National Institute of Public Health, Oslo, Norway.
Scand J Public Health. 2010 Nov;38(5 Suppl):119-26. doi: 10.1177/1403494810384646.
In this paper we present multilevel models of individuals' residential history at multiple time points through the life course and their application and discuss some advantages and disadvantages for their use in epidemiological studies.
Literature review of research using longitudinal multilevel models in studies of neighbourhood effects, statistical multilevel models that take individuals' residential history into account, and the application of these models in the Oslo mortality study.
Measures of variance have been used to investigate the contextual impact of membership to collectives, such as area of residence, at several time points. The few longitudinal multilevel models that have been used suggest that early life area of residence may have an effect on mortality independently of residence later in life although the proportion of variation attributable to area level is small compared to individual level. The following multilevel models have been developed: simple multilevel models for each year separately, a multiple membership model, a cross-classified model, and finally a correlated cross-classified model. These models have different assumptions regarding the timing of influence through the life course.

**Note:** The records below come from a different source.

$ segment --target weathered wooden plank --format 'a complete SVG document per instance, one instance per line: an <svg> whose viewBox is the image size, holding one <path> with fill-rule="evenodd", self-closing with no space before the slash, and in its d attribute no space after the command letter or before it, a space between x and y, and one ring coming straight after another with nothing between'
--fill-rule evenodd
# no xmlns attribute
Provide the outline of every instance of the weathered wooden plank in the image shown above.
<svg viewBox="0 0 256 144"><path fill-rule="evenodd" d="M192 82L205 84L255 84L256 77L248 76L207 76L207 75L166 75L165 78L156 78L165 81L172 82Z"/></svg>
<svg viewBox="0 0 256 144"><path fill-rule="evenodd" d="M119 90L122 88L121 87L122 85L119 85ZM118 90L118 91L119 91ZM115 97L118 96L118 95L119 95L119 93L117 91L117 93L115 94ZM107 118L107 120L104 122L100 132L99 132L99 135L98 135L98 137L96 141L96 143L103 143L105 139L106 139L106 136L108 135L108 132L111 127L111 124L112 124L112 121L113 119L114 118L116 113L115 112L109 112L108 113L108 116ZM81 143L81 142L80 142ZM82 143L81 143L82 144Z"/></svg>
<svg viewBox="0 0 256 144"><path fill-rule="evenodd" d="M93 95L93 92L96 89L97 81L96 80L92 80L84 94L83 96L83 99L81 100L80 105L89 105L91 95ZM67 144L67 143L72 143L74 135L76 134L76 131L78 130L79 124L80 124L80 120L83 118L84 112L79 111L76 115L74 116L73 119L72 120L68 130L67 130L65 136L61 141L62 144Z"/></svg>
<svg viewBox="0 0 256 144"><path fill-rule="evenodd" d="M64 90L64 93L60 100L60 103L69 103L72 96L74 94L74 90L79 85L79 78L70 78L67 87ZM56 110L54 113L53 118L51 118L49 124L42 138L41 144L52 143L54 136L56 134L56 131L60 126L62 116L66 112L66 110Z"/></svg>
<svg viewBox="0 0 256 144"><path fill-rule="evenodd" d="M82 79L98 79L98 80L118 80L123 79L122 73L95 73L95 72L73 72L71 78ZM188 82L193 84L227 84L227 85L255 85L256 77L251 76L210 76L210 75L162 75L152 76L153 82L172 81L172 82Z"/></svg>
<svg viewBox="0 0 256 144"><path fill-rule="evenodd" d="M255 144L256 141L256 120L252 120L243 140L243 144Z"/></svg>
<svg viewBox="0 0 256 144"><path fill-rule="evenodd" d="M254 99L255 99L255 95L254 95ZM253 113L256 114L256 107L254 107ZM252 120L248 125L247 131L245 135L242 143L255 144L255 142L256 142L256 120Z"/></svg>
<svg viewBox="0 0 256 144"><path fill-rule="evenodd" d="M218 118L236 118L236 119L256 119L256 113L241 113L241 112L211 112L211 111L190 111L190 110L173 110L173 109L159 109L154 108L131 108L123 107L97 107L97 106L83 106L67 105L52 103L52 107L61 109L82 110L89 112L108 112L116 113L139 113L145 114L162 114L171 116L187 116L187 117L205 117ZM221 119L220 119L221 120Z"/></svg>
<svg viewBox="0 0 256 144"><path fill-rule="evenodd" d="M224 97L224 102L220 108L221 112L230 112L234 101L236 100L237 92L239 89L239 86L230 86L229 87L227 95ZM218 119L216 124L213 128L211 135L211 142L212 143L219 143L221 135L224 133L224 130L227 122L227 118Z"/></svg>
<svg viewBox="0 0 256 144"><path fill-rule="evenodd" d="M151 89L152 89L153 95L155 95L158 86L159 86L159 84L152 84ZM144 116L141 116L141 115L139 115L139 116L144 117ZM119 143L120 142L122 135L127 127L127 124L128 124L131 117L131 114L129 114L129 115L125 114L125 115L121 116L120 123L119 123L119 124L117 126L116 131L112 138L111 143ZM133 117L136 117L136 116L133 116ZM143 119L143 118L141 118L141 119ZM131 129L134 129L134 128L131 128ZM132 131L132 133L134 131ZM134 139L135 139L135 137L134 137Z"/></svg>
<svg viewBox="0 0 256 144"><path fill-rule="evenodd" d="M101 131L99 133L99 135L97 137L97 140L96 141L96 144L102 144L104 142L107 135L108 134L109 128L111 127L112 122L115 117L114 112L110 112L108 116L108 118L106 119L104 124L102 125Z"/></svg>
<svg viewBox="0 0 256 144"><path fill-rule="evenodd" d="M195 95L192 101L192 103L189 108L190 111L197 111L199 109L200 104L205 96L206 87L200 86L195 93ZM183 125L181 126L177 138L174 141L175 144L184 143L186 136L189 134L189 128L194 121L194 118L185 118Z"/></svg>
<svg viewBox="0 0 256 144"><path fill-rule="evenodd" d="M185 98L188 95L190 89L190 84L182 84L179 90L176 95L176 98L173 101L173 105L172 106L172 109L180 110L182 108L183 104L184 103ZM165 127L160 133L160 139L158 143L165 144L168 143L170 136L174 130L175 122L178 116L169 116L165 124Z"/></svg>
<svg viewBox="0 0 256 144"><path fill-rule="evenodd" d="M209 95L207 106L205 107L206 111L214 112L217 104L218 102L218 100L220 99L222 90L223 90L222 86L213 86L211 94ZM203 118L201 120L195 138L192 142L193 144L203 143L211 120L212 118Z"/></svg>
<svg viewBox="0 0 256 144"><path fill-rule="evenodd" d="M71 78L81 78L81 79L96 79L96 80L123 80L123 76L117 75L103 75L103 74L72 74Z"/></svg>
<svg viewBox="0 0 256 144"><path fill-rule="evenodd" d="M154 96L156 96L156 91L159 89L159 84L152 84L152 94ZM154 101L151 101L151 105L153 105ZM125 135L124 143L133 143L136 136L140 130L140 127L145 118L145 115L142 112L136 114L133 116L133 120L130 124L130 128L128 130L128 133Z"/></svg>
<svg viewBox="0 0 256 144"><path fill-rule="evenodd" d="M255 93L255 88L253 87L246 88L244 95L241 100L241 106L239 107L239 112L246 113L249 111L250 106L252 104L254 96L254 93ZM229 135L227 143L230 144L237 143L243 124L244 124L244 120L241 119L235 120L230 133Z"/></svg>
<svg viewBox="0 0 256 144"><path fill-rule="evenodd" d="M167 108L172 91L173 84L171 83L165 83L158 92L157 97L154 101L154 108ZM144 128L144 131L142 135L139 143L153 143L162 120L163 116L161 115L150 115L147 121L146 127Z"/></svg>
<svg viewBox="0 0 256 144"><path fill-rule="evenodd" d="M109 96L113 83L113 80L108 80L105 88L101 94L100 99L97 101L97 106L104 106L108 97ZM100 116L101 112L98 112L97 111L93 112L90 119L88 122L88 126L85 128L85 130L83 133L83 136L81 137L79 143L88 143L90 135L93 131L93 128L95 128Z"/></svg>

To fully recognise the origin of adult chronic diseases, factors at all stages of the life course at both individual and area level needs to be considered in order to avoid biased estimates. Important challenges in making life course residential data available for research and assessing how changing administrative coding over time reflect contextual impact need to be overcome before these models can be implemented as normal practice in multilevel epidemiology.
本文介绍了个体在整个生命历程中多个时间点的居住史的多层次模型及其应用,并讨论了其在流行病学研究中的一些优缺点。

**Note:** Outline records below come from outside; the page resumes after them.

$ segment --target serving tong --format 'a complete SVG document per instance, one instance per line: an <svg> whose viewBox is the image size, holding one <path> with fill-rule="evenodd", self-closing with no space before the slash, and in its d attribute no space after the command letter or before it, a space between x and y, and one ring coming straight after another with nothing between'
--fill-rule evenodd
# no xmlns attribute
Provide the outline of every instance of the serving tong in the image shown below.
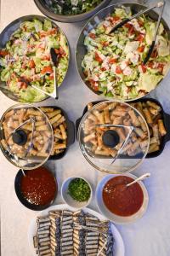
<svg viewBox="0 0 170 256"><path fill-rule="evenodd" d="M132 17L130 18L126 18L125 20L123 20L122 21L119 22L117 25L116 25L110 31L110 34L111 32L114 32L116 30L117 30L119 27L122 26L123 25L125 25L126 23L128 23L128 21L137 18L138 16L141 15L144 15L147 12L149 12L150 10L153 9L156 9L156 8L162 8L161 9L161 12L159 14L159 16L158 16L158 20L157 20L157 23L156 23L156 31L155 31L155 34L154 34L154 38L152 39L152 43L150 45L150 48L149 48L149 50L148 50L148 54L146 55L146 57L144 58L144 64L145 65L146 62L149 61L151 54L152 54L152 51L154 49L154 47L155 47L155 44L156 44L156 36L157 36L157 32L158 32L158 29L159 29L159 26L160 26L160 23L161 23L161 20L162 20L162 14L163 14L163 10L164 10L164 7L165 7L165 1L162 1L162 2L158 2L156 3L153 3L151 4L149 8L144 9L144 10L141 10L139 11L139 13L135 14L134 15L133 15Z"/></svg>
<svg viewBox="0 0 170 256"><path fill-rule="evenodd" d="M54 98L56 100L59 99L59 90L58 90L58 83L57 83L57 77L56 77L56 67L58 65L58 55L56 54L54 48L51 48L50 49L50 55L51 55L51 61L53 62L53 70L54 70L54 91L52 93L48 93L47 91L45 91L44 90L42 90L39 87L37 87L34 84L31 84L30 82L28 82L27 80L26 80L24 78L20 78L20 81L25 82L27 85L31 86L32 88L44 93L45 95Z"/></svg>
<svg viewBox="0 0 170 256"><path fill-rule="evenodd" d="M133 132L133 131L134 130L134 126L128 126L128 125L109 125L109 124L97 124L97 125L94 125L94 126L98 126L98 127L115 127L115 128L125 128L125 129L128 129L128 133L126 137L126 139L124 140L124 142L122 143L121 148L119 148L119 150L117 151L116 154L113 157L113 161L111 162L110 165L114 164L114 162L116 161L116 160L117 159L117 157L119 156L119 154L121 154L122 148L125 147L125 145L127 144L131 133Z"/></svg>

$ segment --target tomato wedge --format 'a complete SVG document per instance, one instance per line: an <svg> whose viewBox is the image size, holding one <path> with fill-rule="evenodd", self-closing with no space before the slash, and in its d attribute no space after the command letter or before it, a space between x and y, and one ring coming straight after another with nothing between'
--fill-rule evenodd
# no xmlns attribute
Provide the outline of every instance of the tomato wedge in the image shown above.
<svg viewBox="0 0 170 256"><path fill-rule="evenodd" d="M145 65L144 65L144 64L141 64L141 67L142 67L142 71L143 71L143 73L145 73L145 72L146 72L146 70L147 70L147 68L146 68Z"/></svg>
<svg viewBox="0 0 170 256"><path fill-rule="evenodd" d="M46 73L53 73L53 69L52 69L51 66L44 67L42 69L42 71L41 71L42 74L44 74Z"/></svg>
<svg viewBox="0 0 170 256"><path fill-rule="evenodd" d="M114 64L114 63L116 63L116 62L117 62L116 59L111 58L111 59L109 60L110 64Z"/></svg>
<svg viewBox="0 0 170 256"><path fill-rule="evenodd" d="M30 68L34 68L35 67L36 67L36 64L35 64L34 61L31 60L30 63L29 63L29 67Z"/></svg>
<svg viewBox="0 0 170 256"><path fill-rule="evenodd" d="M88 36L93 39L96 38L96 35L94 33L89 33Z"/></svg>
<svg viewBox="0 0 170 256"><path fill-rule="evenodd" d="M100 56L99 55L99 54L97 52L95 52L95 60L97 61L99 61L99 63L103 62L103 60L100 58Z"/></svg>
<svg viewBox="0 0 170 256"><path fill-rule="evenodd" d="M138 49L138 51L139 51L139 52L143 52L143 51L144 51L144 45L142 45L142 46L139 46L139 49Z"/></svg>
<svg viewBox="0 0 170 256"><path fill-rule="evenodd" d="M120 66L117 66L116 67L116 73L118 73L118 74L122 73L122 70L121 69Z"/></svg>
<svg viewBox="0 0 170 256"><path fill-rule="evenodd" d="M7 50L0 49L0 55L5 56L8 54Z"/></svg>

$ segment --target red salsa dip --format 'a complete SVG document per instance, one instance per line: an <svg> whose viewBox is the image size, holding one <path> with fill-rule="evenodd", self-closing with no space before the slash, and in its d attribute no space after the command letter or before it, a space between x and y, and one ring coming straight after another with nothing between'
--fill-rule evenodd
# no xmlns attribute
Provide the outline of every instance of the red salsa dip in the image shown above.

文献回顾了在邻里效应研究中使用纵向多层次模型、考虑个体居住史的统计多层次模型的研究,以及这些模型在奥斯陆死亡率研究中的应用。
方差测度被用于在多个时间点上研究集合(如居住区域)的环境影响。少数使用的纵向多层次模型表明,早期生活区域居住可能对死亡率有影响,而不考虑后期的居住情况,尽管与个体水平相比,区域水平的差异比例较小。已经开发了以下多层次模型:每年单独的简单多层次模型、多成员模型、交叉分类模型和最终的相关交叉分类模型。这些模型对生命历程中影响的时间有不同的假设。
为了充分认识成人慢性病的起源,需要在个体和区域层面上考虑生命历程各个阶段的因素,以避免有偏差的估计。在这些模型可以作为多层次流行病学的常规实践实施之前,需要克服为研究提供生命历程居住数据的重要挑战,并评估随着时间的推移不断变化的行政编码如何反映环境影响。